Penggunaan Dana dari Kementerian Pertanian
Dalam sidang sebelumnya, Direktur Jenderal Perkebunan, Andi Nur Alam Syah, mengungkapkan bahwa Direktorat Jenderal Perkebunan mengeluarkan uang sebesar Rp 317 juta untuk keperluan pribadi SYL. Dana tersebut digunakan untuk beberapa kebutuhan, antara lain:
- Rp 36 juta untuk tiket perjalanan keluarga SYL dari Makassar pada Desember 2022.
- Rp 159 juta untuk kekurangan biaya umrah pada Januari 2023.
- Rp 102 juta untuk permintaan SYL yang diberikan kepada seorang Kiai di Karawang.
- Rp 19 juta untuk biaya servis mobil pribadi SYL, Mercedes-Benz.
Andi menyatakan, “Kami ikut sharing terkait dengan kekurangan perjalanan dinas luar negeri yang terkait dengan umrah itu sebesar Rp 159 juta.”

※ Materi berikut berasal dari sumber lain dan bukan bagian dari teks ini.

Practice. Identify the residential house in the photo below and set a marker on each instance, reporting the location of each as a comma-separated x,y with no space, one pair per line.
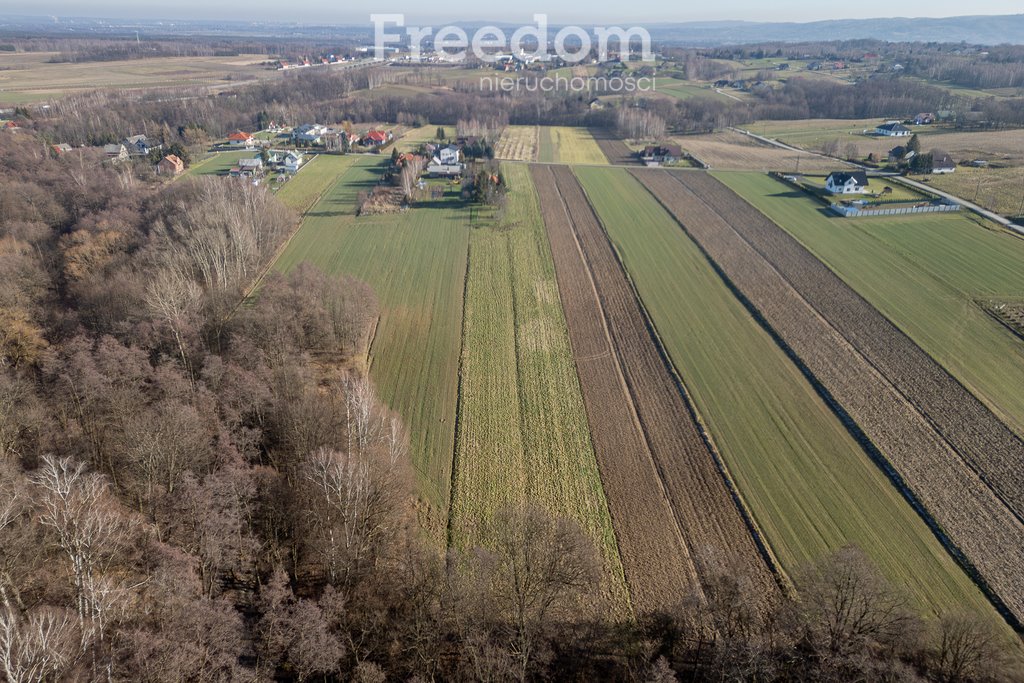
170,165
117,152
376,138
248,168
140,145
242,139
658,155
892,129
943,164
847,182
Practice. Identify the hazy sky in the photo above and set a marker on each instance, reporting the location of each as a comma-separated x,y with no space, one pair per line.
579,11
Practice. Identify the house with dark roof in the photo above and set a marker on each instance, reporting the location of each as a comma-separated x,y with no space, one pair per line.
893,129
847,182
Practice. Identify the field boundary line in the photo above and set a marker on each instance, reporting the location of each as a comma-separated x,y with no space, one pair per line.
942,369
693,575
760,541
873,452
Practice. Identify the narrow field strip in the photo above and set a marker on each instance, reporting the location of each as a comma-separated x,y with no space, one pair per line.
984,442
804,476
614,148
966,513
416,263
562,144
523,435
655,560
518,143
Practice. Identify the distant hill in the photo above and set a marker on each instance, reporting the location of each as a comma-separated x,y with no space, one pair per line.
978,30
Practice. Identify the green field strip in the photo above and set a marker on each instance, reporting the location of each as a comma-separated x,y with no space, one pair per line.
523,435
927,274
416,263
809,485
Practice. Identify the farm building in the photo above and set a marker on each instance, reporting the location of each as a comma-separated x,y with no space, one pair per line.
893,129
847,182
170,165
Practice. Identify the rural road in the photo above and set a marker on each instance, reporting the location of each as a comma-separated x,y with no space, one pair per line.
1006,222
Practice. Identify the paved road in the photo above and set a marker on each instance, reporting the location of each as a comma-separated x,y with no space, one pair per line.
1006,222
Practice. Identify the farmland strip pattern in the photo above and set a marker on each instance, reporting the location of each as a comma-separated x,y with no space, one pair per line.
655,559
967,512
711,523
984,441
617,152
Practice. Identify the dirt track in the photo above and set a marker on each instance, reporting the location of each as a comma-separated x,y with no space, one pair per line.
708,518
964,507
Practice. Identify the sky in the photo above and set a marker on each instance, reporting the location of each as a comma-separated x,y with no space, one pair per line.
559,11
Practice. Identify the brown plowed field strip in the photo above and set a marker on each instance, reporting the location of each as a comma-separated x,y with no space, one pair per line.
719,540
985,442
963,509
619,153
655,559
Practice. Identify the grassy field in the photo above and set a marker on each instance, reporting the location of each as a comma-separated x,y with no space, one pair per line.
927,273
1005,146
218,164
569,145
312,180
810,486
729,150
523,434
998,189
31,77
416,263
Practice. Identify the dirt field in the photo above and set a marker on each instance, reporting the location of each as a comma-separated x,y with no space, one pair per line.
729,150
614,148
518,143
719,540
974,519
641,521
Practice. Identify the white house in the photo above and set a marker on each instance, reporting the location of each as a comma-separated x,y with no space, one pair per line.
847,182
893,129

Dugaan Pemerasan dan Gratifikasi
Jaksa Komisi Pemberantasan Korupsi (KPK) menduga bahwa Syahrul Yasin Limpo menerima uang sebesar Rp 44,5 miliar hasil dari pemerasan anak buah dan direktorat di Kementerian Pertanian untuk kepentingan pribadi dan keluarganya. Pemerasan ini diduga dilakukan SYL dengan bantuan beberapa orang, termasuk eks Direktur Alat dan Mesin Pertanian Kementan, Muhammad Hatta; eks Sekjen Kementan, Kasdi Subagyono; Staf Khusus Bidang Kebijakan, Imam Mujahidin Fahmid; dan ajudannya, Panji Harjanto.
Tuntutan Hukum untuk SYL
Atas perbuatannya, SYL didakwa melanggar Pasal 12 huruf e dan Pasal 12 huruf B jo Pasal 18 Undang-Undang (UU) Nomor 31 Tahun 1999 tentang Pemberantasan Tindak Pidana Korupsi, sebagaimana telah diubah dengan UU Nomor 20 Tahun 2001 jo Pasal 55 ayat (1) ke-1 Kitab Undang-Undang Hukum Pidana (KUHP) jo Pasal 64 ayat (1) KUHP.
Kasus dugaan pemerasan dan gratifikasi ini menarik perhatian publik, mengingat besarnya jumlah uang yang terlibat dan posisi SYL sebagai mantan Menteri Pertanian. Penanganan kasus ini diharapkan bisa berlangsung transparan dan adil, guna memastikan keadilan ditegakkan.